Jun 23 2026, 6:48 pm

A new report sheds light on how much Canadians could be paying in interest on federal and provincial government debt.

The Canadian public policy think-tank, the Fraser Institute, recently released its federal and provincial debt interest costs report for 2026, and the findings are concerning.

According to the report, taxpayers will pay a total of $94.4 billion on interest payments for the federal and provincial government debts in 2025/2026 alone. That’s between $1,845 and $3,348 per Canadian, depending on the province.

“Interest must be paid on government debt, and the more money governments spend on interest payments, the less money is available for the programs and services that matter to Canadians,” stated Jake Fuss, director of fiscal studies at the Fraser Institute and co-author of the report.

The study found that this year, the federal government will spend $54 billion on interest just for the federal debt.

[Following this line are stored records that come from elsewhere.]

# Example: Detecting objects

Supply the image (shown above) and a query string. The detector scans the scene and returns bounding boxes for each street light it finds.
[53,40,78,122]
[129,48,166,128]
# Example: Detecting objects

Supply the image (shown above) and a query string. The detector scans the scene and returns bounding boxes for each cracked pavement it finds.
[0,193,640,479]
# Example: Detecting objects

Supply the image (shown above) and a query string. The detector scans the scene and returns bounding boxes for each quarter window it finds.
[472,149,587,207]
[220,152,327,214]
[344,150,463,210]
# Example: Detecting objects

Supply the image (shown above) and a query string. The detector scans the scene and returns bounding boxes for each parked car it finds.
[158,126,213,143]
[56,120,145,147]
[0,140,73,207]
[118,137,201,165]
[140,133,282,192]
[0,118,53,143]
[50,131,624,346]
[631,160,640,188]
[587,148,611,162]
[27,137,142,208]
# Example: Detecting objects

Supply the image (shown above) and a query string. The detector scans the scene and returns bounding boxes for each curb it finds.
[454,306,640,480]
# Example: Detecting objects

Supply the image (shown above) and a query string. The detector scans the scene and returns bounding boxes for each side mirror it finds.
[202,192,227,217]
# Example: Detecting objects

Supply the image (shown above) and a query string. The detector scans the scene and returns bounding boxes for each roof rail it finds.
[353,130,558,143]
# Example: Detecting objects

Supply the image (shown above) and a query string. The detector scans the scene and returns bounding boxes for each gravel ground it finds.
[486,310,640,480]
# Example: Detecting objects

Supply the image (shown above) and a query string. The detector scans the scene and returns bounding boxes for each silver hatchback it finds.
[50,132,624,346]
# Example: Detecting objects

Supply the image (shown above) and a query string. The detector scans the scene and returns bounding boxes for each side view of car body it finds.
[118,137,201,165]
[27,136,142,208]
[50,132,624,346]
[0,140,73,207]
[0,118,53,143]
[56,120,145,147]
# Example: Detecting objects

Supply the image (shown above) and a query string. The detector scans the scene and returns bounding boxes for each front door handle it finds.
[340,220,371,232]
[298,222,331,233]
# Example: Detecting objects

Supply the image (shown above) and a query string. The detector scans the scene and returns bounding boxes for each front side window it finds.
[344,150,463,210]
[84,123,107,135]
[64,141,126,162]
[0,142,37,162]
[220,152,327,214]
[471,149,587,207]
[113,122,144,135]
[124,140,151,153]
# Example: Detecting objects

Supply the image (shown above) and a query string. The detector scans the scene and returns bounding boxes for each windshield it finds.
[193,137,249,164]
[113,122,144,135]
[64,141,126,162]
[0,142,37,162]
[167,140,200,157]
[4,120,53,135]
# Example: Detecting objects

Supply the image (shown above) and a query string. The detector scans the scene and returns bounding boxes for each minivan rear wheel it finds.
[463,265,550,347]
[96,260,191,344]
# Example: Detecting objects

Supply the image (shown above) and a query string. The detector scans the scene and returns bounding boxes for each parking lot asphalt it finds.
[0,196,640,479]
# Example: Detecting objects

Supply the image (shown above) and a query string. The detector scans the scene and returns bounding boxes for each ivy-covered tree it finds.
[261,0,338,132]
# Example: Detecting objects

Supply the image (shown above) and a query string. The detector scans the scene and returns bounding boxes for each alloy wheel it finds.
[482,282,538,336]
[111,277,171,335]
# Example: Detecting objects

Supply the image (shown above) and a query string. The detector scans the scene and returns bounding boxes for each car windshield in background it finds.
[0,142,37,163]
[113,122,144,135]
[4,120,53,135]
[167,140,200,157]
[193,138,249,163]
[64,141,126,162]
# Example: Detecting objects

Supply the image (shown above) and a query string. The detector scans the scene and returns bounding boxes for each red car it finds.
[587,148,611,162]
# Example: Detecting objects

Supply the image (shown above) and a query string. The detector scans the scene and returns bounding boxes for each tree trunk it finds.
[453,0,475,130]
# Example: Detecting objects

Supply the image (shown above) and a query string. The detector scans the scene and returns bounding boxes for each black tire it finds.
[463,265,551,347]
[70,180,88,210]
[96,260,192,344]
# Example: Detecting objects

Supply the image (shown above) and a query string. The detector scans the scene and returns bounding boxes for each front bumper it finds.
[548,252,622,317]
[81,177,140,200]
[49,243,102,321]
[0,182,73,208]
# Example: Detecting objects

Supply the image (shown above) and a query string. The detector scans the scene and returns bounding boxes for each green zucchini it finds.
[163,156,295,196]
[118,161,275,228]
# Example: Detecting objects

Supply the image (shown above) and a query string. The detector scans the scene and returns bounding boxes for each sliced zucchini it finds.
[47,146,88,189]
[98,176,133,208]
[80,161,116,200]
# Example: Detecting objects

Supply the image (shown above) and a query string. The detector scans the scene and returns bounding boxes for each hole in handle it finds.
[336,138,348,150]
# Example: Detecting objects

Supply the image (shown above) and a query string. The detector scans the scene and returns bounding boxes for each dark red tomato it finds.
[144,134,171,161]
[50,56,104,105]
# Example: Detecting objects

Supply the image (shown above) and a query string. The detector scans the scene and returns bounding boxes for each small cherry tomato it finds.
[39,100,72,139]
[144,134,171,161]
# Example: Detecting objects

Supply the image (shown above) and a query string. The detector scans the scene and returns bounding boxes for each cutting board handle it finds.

It said this is significantly more than what Ottawa expects to spend on the Canada Child Benefit and the Canada-wide Early Learning and Child Care benefit combined ($38.1 billion).

The Fraser Institute added that Ottawa’s debt interest costs this year are nearly as much as it will send to provinces in health care transfers ($54.7 billion).

The report listed how much this will cost each Canadian taxpayer.

Newfoundland and Labrador’s combined federal and provincial interest costs are the highest in the country at $3,348 per person. Manitoba is the next highest at $2,816 per person, while Alberta is the lowest in the country at $1,845 per person.

interest

The Fraser Institute

The report also found that costs for Ontarians ($37.1 billion) and Quebecers ($22.1 billion) are nearly the same amount as the provinces expect to spend on K-12 education in their respective provinces this year.

“Governments across Canada continue to rack up large debts, which impose real costs on Canadians, not only in the form of future higher taxes to repay the debt, but also in high debt interest charges which must be paid by taxpayers,” explained Fuss.

“Money that goes to creditors as interest on government debt is money that is not available for other important priorities.”